Yesterday, we sent our joint pre-budget submission to Minister for Finance, Paschal Donohoe. Together with the Rutland Centre, we have been campaigning to have a portion of the Betting Duty allocated to the treatment and prevention of problem gambling in Ireland.
If you are interested in supporting this campaign, please contact your local TD. A list of email addresses for all TDs is available here.
Below is the opening section of our submission. The full document can be downloaded here (PDF).
Dear Minister Donohoe,
We are writing to ask that you allocate urgently-needed funding to problem gambling services in Budget 2018.
Currently there is no dedicated funding for problem gambling treatment, prevention or research in Ireland. This is despite the fact that we have the highest per capita gambling losses in Europe (the third highest globally).

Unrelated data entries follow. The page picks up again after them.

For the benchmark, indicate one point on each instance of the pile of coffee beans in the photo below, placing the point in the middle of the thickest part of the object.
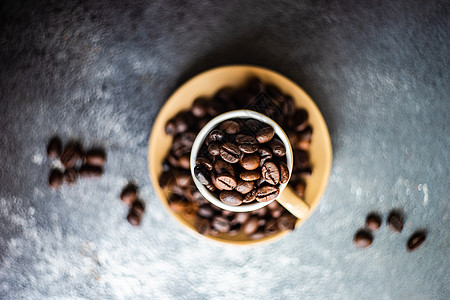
(267, 99)
(242, 161)
(129, 196)
(74, 162)
(395, 221)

The HSE does not have problem gambling or gambling addiction as part of their Service Plan for 2017 and we have been advised by them that it is unlikely that they will allocate funding to this area, as they are aware that a dedicated Social Fund is due to be created upon the enactment of the Gambling Control Bill. Unfortunately, it may take several years before the Social Fund is active and this is time that the thousands of families affected by gambling-related harm do not have.
We propose that Betting Duty be increased by a minimum of 0.1%, with those additional funds (roughly €5 million) allocated to problem gambling services. We propose that this be an interim measure until the Social Fund is active. At an Oireachtas Agriculture Committee meeting earlier this year, Mr Brian Kavanagh, CEO of Horse Racing Ireland (the main recipient of Betting Duty funding), stated that funding addiction services from Betting Duty would be “eminently sensible” (i). Our proposal has also gained public support from Paddy Power co-founder, Stewart Kenny (ii).
Currently Ireland has the lowest Betting Duty in Europe. The equivalent turnover rate in the UK is 1.5%. We feel that this leaves plenty of scope for an increase, without adversely affecting either the Horse Racing and Greyhound industries or the gambling industry.
According to an estimate from the Institute of Public Health in Ireland, there are somewhere between 28,000 and 40,000 problem gamblers in Ireland. International research has shown that, for every problem gambler, an additional 8-10 people’s lives are negatively affected. Even at the lower end of the scale, this would mean that there are in the region of 250,000 people in Ireland who are experiencing gambling-related harm.
In July of this year, Taoiseach Varadkar stated that gambling can give rise to “people becoming addicted, impoverished and unwell as a consequence” (iii). We strongly believe that it is time for the State to recognise problem gambling as a serious public health issue in Ireland.
We urge you to use any increase in Betting Duty in Budget 2018 as an opportunity to help people whose lives have been devastated by gambling addiction, as well as helping to prevent young people and other at-risk groups from developing gambling problems.